プルーンとプラムは似ていて非なるものです。一般的に生のすももをプラムと呼び、それを乾燥させたものをプルーンと呼びます。

すももには300種類以上種類がありますが、乾燥プルーンとなるタイプのすももはほんの僅か。それはプルーンとして種付きのまま乾燥させる為には十分な糖度が必要だからです。殆どのプラムが必要な糖度に達しない為、種を付けたまま乾燥させると発酵してしまいます。

私が住んでいるスペインでも色々な種類のプラムを買うことが出来ます。でもプルーンとして乾燥させることが出来るタイプを見かける事は滅多にありません。プルーンは他のプラムより小ぶりで細長く、水分が少なくて味が濃いです。本当に美味しいのでプルーンが出回る国へたどり着くと必ず食べる食材です。

プルーンはハンガリー人にとってとても大切な食材。そのまま食べるより調理に使う事の方が多いかもしれません。ジャムやお菓子などのデザート系だけでなく、スープや料理にも使います。ハンガリー人が大好きなパリンカと呼ばれる強い酒もプルーンから作ります。

 

おばあちゃんの思い出は何時だってシルヴァーシュ・ゴンボーツ

8月はプルーンの季節。この時期にハンガリーのお宅へ遊びに行くとプルーン攻めに会います。何処の家庭も自宅の庭で大量のプルーンを収穫出来るからです。

プルーンは冷凍保存して一年中食べる事が出来ます。でもやはり旬の食材なので、8月のハンガリーは毎日必ず何かしらのプルーン料理が食卓にあがります。

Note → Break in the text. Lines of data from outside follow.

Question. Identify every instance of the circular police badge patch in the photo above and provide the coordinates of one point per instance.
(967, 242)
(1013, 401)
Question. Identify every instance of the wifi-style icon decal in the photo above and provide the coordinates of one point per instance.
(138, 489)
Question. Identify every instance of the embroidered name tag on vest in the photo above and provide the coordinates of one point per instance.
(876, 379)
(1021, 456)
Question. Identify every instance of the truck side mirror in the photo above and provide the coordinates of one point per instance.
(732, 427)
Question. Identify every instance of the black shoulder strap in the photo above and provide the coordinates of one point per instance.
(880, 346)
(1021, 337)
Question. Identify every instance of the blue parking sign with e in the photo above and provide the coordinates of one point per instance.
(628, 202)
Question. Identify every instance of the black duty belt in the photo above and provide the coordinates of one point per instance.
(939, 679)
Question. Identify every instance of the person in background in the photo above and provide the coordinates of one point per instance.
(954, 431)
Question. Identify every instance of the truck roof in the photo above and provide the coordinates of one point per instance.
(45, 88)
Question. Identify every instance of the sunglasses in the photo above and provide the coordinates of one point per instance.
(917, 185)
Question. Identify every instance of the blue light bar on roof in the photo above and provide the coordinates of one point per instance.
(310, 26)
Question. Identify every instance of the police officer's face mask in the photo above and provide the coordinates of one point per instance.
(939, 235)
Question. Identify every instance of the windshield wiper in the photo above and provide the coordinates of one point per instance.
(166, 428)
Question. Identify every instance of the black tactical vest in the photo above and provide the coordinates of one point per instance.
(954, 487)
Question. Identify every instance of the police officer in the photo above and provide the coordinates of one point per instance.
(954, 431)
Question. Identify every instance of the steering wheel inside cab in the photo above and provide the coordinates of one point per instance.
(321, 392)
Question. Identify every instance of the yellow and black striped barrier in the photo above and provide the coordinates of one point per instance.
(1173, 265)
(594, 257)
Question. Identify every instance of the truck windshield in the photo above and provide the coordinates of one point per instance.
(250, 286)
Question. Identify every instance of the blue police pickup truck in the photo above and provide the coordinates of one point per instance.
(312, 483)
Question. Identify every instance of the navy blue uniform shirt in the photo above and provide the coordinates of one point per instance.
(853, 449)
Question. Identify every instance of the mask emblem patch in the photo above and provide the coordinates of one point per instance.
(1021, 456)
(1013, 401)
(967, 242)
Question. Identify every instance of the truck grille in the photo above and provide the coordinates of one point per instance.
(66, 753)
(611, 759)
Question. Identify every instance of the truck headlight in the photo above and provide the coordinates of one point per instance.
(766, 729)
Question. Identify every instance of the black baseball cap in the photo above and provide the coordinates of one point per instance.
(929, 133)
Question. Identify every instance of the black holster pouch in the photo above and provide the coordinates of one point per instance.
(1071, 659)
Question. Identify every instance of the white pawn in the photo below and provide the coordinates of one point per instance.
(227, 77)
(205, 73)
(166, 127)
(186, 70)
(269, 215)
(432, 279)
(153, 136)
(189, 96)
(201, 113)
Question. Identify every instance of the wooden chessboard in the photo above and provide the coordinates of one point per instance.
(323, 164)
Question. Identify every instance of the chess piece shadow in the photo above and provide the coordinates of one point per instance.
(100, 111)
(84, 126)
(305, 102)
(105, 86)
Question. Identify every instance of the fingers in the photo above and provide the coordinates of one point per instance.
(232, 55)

そんなプルーン料理の中で一番人気が高いのがシルヴァーシュ・ゴンボーツ(SZILVAS GOMBOC)、プルーンの入ったジャガイモ団子です。おばあちゃんの家へ遊びに行くと必ず出てくる料理なので、ハンガリー人はシルヴァーシュ・ゴンボーツを見ると自動的におばあちゃんを思い出すのだそう。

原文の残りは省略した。